Sarah Boseley, health editor 

Sanitation rated the greatest medical advance in 150 years

Sanitation is the greatest medical milestone of the last century and a half, acccording to a poll carried out by the British Medical Journal.
  
  


Sanitation is the greatest medical milestone of the last century and a half, acccording to a poll carried out by the British Medical Journal.

Sanitation was the clear winner among 15 milestones shortlisted by readers of the journal, including the development of vaccines, which has safeguarded many children's lives, and the invention of the contraceptive pill, which was a contributory factor to significant social change.

The winner was chosen by more than 11,000 members of the public around the world, who were invited to read articles championing each of the 15 contenders by prominent scientists, either in the journal or on the BMJ website. The competition was to mark the relaunch of the BMJ and all the innovations had to have taken place since it was first published in 1840.

Sanitation was the undisputed winner, with 1,795 votes, over antibiotics in second place with 1,642 votes, and anaesthesia which took third place with 1,574.
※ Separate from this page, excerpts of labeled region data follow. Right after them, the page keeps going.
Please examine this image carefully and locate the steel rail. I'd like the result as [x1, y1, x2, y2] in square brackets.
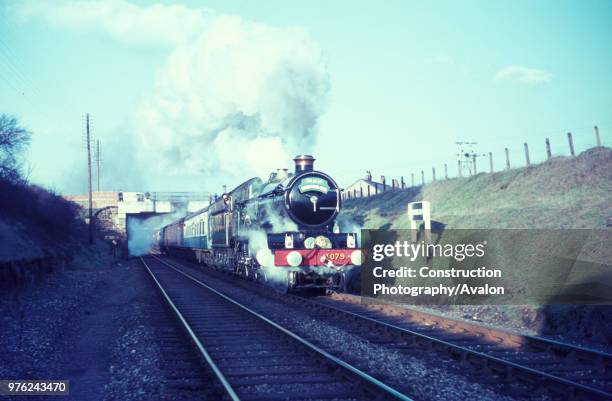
[162, 261, 612, 400]
[151, 255, 413, 401]
[140, 257, 240, 401]
[302, 298, 612, 399]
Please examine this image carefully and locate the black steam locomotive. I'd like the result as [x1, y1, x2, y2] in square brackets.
[160, 155, 362, 291]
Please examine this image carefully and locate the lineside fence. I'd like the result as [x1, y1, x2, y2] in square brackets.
[342, 126, 612, 200]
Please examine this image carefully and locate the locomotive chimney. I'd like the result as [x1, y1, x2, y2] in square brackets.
[293, 155, 316, 176]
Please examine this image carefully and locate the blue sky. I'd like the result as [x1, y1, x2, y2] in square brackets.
[0, 0, 612, 193]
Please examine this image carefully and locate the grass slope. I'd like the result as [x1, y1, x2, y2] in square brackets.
[342, 147, 612, 229]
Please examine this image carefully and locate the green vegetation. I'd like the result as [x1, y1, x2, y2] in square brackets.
[342, 147, 612, 229]
[0, 114, 84, 263]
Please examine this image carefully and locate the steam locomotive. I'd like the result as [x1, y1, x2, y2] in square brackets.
[159, 155, 362, 291]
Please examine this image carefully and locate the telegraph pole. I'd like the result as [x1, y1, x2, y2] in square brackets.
[96, 139, 100, 192]
[85, 113, 93, 244]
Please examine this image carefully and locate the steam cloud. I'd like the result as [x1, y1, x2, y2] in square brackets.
[136, 16, 330, 178]
[15, 0, 330, 189]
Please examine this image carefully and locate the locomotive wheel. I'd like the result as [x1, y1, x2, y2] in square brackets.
[255, 267, 268, 285]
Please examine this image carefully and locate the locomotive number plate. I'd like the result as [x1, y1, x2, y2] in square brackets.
[325, 252, 348, 262]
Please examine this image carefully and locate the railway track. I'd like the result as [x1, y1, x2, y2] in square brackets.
[159, 255, 612, 400]
[141, 257, 410, 401]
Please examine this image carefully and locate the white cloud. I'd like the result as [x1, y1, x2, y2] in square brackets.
[135, 16, 330, 176]
[496, 65, 553, 85]
[16, 0, 330, 178]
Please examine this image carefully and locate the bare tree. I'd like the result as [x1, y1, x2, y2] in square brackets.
[0, 114, 31, 181]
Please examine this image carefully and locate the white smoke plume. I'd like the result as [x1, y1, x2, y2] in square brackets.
[11, 0, 330, 189]
[136, 16, 330, 178]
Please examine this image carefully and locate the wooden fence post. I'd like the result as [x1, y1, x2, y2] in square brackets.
[506, 148, 510, 170]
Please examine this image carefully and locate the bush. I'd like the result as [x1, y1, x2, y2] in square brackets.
[0, 178, 82, 243]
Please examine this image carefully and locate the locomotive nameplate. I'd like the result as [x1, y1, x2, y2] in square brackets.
[298, 177, 330, 194]
[274, 249, 360, 266]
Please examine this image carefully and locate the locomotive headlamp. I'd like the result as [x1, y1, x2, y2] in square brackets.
[255, 249, 274, 266]
[287, 251, 302, 267]
[351, 250, 363, 266]
[285, 234, 293, 249]
[346, 234, 356, 248]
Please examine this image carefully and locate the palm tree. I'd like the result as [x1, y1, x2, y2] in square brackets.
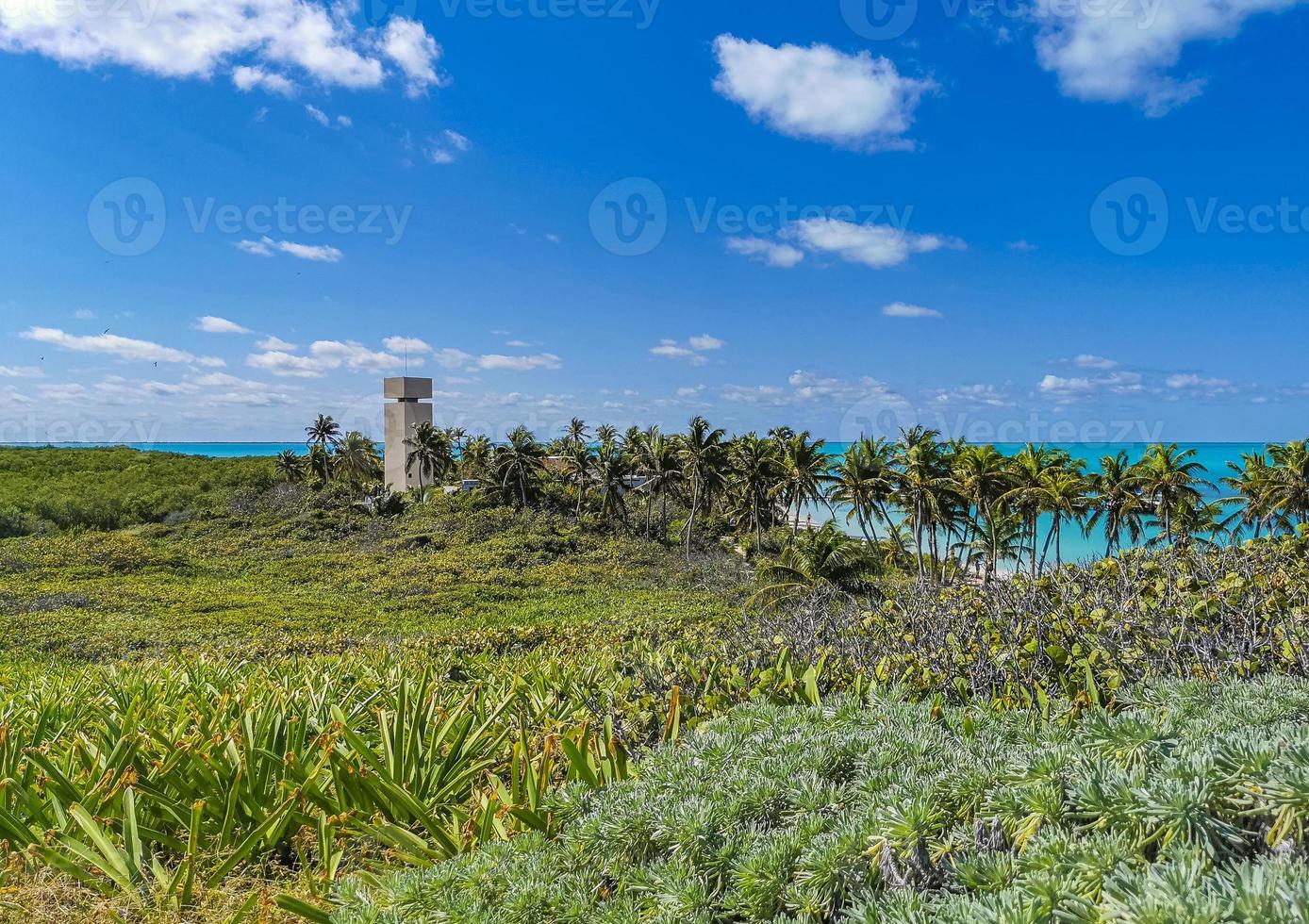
[728, 433, 783, 550]
[951, 445, 1009, 568]
[969, 502, 1023, 584]
[273, 449, 307, 485]
[492, 427, 546, 508]
[782, 431, 829, 536]
[305, 414, 340, 449]
[1150, 500, 1227, 549]
[1268, 439, 1309, 523]
[564, 439, 596, 520]
[564, 418, 590, 446]
[752, 522, 878, 606]
[1002, 442, 1067, 579]
[641, 428, 682, 542]
[1038, 462, 1090, 568]
[405, 421, 455, 495]
[1139, 442, 1214, 546]
[678, 416, 726, 561]
[1218, 453, 1279, 539]
[459, 436, 493, 482]
[445, 427, 469, 453]
[335, 431, 382, 488]
[895, 427, 949, 579]
[1086, 451, 1146, 559]
[305, 414, 340, 485]
[596, 442, 632, 526]
[309, 444, 333, 485]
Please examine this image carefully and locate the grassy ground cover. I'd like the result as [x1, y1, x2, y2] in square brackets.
[0, 451, 1309, 923]
[0, 446, 273, 538]
[0, 487, 733, 660]
[338, 681, 1309, 924]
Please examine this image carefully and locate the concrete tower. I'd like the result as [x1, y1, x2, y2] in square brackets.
[385, 375, 432, 491]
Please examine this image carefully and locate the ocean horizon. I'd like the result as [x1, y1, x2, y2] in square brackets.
[12, 439, 1276, 561]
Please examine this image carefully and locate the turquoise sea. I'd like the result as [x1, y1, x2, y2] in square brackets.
[23, 442, 1265, 561]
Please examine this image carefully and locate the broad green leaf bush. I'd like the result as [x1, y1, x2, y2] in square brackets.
[335, 679, 1309, 924]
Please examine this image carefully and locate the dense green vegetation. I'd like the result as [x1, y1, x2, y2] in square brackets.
[0, 486, 737, 660]
[338, 682, 1309, 924]
[0, 434, 1309, 921]
[0, 446, 273, 538]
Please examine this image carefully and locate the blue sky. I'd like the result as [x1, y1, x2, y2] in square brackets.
[0, 0, 1309, 442]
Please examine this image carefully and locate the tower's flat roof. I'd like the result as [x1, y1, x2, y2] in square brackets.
[384, 375, 432, 401]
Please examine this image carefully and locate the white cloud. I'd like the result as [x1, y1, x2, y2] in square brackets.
[274, 240, 344, 263]
[1038, 371, 1144, 399]
[21, 327, 225, 367]
[232, 237, 345, 263]
[382, 17, 444, 97]
[423, 128, 471, 164]
[651, 334, 725, 365]
[932, 385, 1015, 407]
[720, 385, 790, 407]
[726, 237, 805, 270]
[246, 350, 326, 378]
[651, 340, 708, 365]
[883, 301, 945, 318]
[713, 35, 936, 151]
[382, 337, 432, 354]
[232, 239, 273, 256]
[433, 347, 476, 369]
[309, 340, 415, 371]
[232, 64, 296, 97]
[783, 219, 965, 270]
[1164, 373, 1239, 398]
[478, 354, 561, 371]
[195, 314, 250, 334]
[0, 0, 439, 94]
[1033, 0, 1305, 117]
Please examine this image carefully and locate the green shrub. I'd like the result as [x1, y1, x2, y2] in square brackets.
[337, 681, 1309, 924]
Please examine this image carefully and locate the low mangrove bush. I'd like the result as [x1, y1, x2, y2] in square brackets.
[729, 528, 1309, 704]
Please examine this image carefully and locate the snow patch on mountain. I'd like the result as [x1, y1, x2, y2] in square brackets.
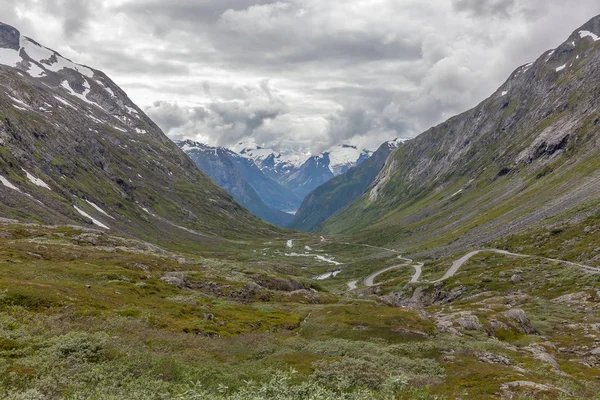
[84, 200, 114, 219]
[73, 206, 110, 229]
[0, 175, 21, 192]
[21, 168, 52, 190]
[328, 144, 372, 176]
[579, 31, 600, 42]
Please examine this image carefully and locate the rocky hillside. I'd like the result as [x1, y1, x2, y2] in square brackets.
[177, 140, 298, 226]
[0, 21, 271, 250]
[320, 17, 600, 259]
[289, 140, 402, 231]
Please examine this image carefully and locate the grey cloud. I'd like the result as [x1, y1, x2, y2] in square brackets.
[0, 0, 600, 153]
[452, 0, 515, 17]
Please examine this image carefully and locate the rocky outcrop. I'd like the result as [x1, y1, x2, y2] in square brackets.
[504, 308, 536, 335]
[319, 17, 600, 258]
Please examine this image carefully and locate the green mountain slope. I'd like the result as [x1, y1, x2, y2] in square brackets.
[288, 142, 396, 231]
[0, 25, 273, 250]
[176, 140, 293, 226]
[319, 17, 600, 260]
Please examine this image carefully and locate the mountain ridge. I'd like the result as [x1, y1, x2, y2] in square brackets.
[176, 140, 297, 226]
[318, 16, 600, 260]
[0, 24, 272, 250]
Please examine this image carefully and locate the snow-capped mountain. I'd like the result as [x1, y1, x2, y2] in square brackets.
[232, 142, 372, 198]
[0, 24, 149, 135]
[0, 23, 273, 247]
[321, 144, 373, 176]
[176, 140, 302, 226]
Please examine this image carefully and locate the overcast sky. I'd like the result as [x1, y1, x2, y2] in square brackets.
[0, 0, 600, 153]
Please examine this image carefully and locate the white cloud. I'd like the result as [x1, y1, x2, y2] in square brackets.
[0, 0, 600, 152]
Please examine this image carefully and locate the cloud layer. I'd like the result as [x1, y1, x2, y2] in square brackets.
[0, 0, 600, 153]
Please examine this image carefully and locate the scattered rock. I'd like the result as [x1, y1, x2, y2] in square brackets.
[523, 343, 566, 375]
[436, 311, 484, 335]
[160, 272, 188, 289]
[477, 352, 514, 365]
[204, 313, 215, 321]
[133, 263, 150, 272]
[552, 292, 592, 305]
[504, 308, 536, 335]
[510, 274, 523, 283]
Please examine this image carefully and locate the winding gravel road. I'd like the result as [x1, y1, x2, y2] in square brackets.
[347, 243, 600, 290]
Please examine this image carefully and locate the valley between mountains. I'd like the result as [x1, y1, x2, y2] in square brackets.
[0, 16, 600, 400]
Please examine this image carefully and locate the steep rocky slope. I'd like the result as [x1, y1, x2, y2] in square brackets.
[0, 21, 271, 250]
[289, 141, 401, 231]
[177, 140, 298, 226]
[234, 143, 372, 200]
[320, 17, 600, 260]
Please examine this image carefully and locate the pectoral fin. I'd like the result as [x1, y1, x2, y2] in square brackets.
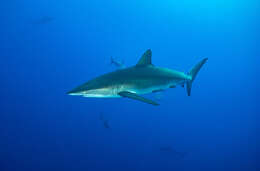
[118, 91, 159, 106]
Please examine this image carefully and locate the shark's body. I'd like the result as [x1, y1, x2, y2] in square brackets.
[68, 50, 207, 105]
[110, 56, 125, 69]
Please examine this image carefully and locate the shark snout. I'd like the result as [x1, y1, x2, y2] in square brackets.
[66, 89, 82, 96]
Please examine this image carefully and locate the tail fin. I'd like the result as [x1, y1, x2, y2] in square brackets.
[186, 58, 208, 96]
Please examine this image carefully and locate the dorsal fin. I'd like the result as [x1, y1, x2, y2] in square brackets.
[136, 49, 152, 66]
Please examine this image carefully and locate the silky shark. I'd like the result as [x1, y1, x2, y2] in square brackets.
[67, 49, 208, 105]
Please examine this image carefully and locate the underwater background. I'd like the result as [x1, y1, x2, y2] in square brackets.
[0, 0, 260, 171]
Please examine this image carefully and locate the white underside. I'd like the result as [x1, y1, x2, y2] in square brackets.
[70, 83, 184, 98]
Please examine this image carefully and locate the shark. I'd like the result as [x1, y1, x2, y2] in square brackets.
[110, 56, 125, 69]
[67, 49, 208, 106]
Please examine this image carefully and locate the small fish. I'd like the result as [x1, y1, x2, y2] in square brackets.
[104, 120, 110, 128]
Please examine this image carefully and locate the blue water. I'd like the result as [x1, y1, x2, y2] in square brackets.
[0, 0, 260, 171]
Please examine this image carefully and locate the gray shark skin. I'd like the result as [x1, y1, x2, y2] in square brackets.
[67, 49, 207, 105]
[110, 56, 125, 69]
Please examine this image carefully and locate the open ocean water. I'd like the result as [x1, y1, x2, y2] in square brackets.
[0, 0, 260, 171]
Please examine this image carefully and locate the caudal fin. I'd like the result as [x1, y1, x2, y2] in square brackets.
[186, 58, 208, 96]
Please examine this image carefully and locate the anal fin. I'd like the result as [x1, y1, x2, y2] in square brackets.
[118, 91, 159, 106]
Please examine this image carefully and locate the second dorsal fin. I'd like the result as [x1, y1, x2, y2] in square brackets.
[136, 49, 152, 66]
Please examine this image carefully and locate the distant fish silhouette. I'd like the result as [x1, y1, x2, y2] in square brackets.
[104, 120, 110, 128]
[110, 56, 125, 69]
[32, 16, 54, 25]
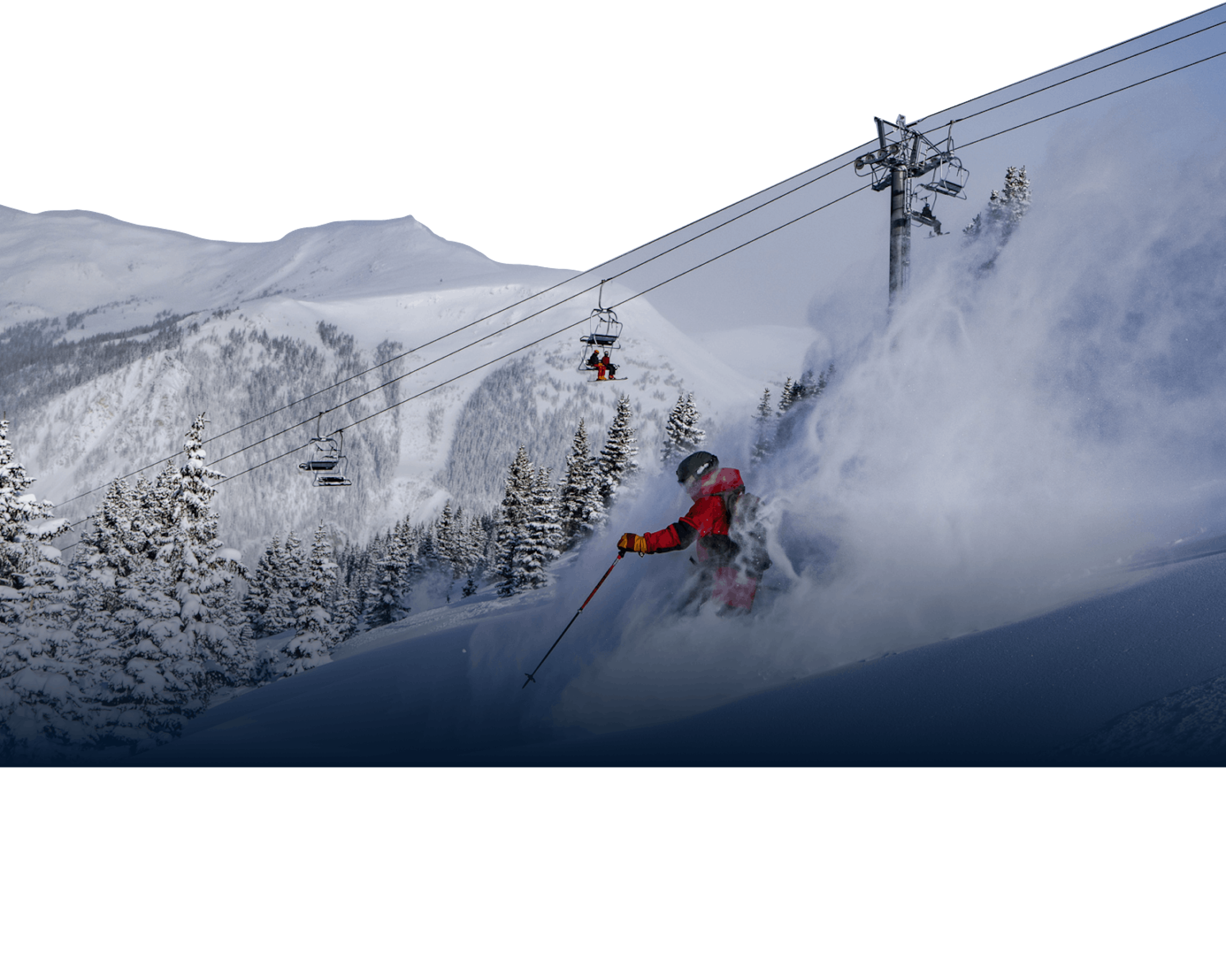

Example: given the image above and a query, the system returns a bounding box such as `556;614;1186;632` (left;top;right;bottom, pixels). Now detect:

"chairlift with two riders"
579;280;625;382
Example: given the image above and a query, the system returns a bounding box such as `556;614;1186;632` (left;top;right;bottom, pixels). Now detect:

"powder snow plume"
503;96;1226;731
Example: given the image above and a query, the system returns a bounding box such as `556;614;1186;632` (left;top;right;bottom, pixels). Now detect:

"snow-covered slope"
0;209;812;551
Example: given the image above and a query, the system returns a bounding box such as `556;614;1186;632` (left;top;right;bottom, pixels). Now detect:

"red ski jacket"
642;468;745;564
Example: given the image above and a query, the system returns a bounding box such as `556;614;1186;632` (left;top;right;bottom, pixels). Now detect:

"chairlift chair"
579;280;622;380
920;157;971;201
298;412;353;487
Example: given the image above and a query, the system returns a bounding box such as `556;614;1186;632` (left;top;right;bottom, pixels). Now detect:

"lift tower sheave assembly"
856;115;967;305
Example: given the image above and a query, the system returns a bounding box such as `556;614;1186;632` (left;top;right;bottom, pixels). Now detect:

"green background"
0;0;1226;977
0;0;1201;269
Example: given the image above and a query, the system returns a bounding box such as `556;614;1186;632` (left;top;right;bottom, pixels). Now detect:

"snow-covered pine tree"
163;413;251;694
434;500;460;579
244;535;288;637
662;391;706;465
778;378;796;414
495;445;534;595
461;514;487;596
558;418;604;548
71;480;140;660
752;388;775;462
0;420;95;762
85;414;255;745
962;167;1030;243
598;395;639;508
365;525;417;629
514;466;562;589
283;524;337;677
281;531;306;633
329;574;360;646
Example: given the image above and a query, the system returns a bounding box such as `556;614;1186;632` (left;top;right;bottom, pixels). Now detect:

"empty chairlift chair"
579;280;622;380
298;417;353;487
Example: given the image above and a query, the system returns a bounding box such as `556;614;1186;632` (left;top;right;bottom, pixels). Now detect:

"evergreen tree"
559;418;604;547
752;388;774;462
962;167;1030;243
84;414;255;745
365;522;420;629
434;500;464;579
244;535;288;637
0;420;87;762
462;515;488;596
495;445;534;595
284;524;337;677
598;395;639;508
663;392;706;464
281;531;306;633
778;378;796;414
514;466;562;589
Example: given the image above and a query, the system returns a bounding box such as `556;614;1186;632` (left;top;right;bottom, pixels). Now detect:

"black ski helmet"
677;450;720;483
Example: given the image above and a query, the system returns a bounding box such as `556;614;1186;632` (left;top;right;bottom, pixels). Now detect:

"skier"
617;452;770;612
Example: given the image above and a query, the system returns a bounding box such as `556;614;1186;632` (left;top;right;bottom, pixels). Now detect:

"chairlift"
298;412;353;487
579;280;622;380
920;123;971;201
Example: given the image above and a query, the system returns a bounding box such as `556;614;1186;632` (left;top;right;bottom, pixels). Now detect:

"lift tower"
856;115;967;305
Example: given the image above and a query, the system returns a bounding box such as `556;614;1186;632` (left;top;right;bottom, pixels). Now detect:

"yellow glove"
617;535;647;554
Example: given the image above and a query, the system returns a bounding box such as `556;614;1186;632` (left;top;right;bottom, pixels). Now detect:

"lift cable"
924;21;1226;138
917;4;1226;121
201;42;1226;490
48;34;1226;537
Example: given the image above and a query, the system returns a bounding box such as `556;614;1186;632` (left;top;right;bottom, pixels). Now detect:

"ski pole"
520;551;625;691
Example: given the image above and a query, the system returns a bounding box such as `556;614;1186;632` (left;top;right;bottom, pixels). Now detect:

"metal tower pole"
890;167;911;305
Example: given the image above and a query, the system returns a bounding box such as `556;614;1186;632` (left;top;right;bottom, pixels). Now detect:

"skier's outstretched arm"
617;518;698;554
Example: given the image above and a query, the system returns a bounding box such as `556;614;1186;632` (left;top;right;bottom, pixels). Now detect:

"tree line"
0;396;638;760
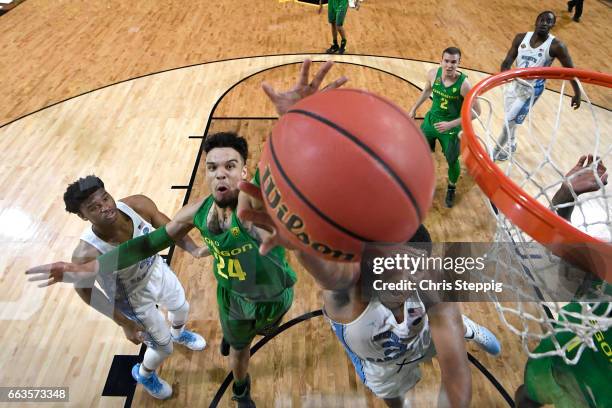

Johan Mackenbach of Erasmus University Medical Centre in Rotterdam, who championed sanitation, said: "I'm delighted that sanitation is recognised by so many people as such an important milestone. The general lesson, which still holds, is that passive protection against health hazards is often the best way to improve population health."

The heroes of sanitation in this country were John Snow, who showed that cholera was spread by water, and Edwin Chadwick, who came up with the idea of sewage disposal and piping water into homes.

Chadwick was a lawyer and his scheme was based on a wrong concept of the cause of disease. He thought he was trying to eliminate the untimely deaths of male breadwinners through infectious diseases spread through air contaminated by poor drainage in the closely populated urban areas of the industrial revolution.

It took decades for Britain to implement Chadwick's ideas for piped water and flushed sewer systems but in the end they had a big effect on mortality. It is difficult now to calculate the cut in deaths attributable to improved sanitation in the 19th century, but it is possible to see the effects in the developing world wherever clean drinking water and sewerage are introduced. One major review showed deaths and damage in children from diarrhoeal diseases were reduced by about a fifth.

Professor Mackenbach draws three conclusions. First, he says, Chadwick proved you do not have to know all about disease causation to intervene effectively. Second, environmental improvements, such as the provision of clean water, can be more effective than trying to persuade individuals to change their behaviour. Third, interventions targeted at all the people may be more effective than those aimed at particular groups, such as the most deprived.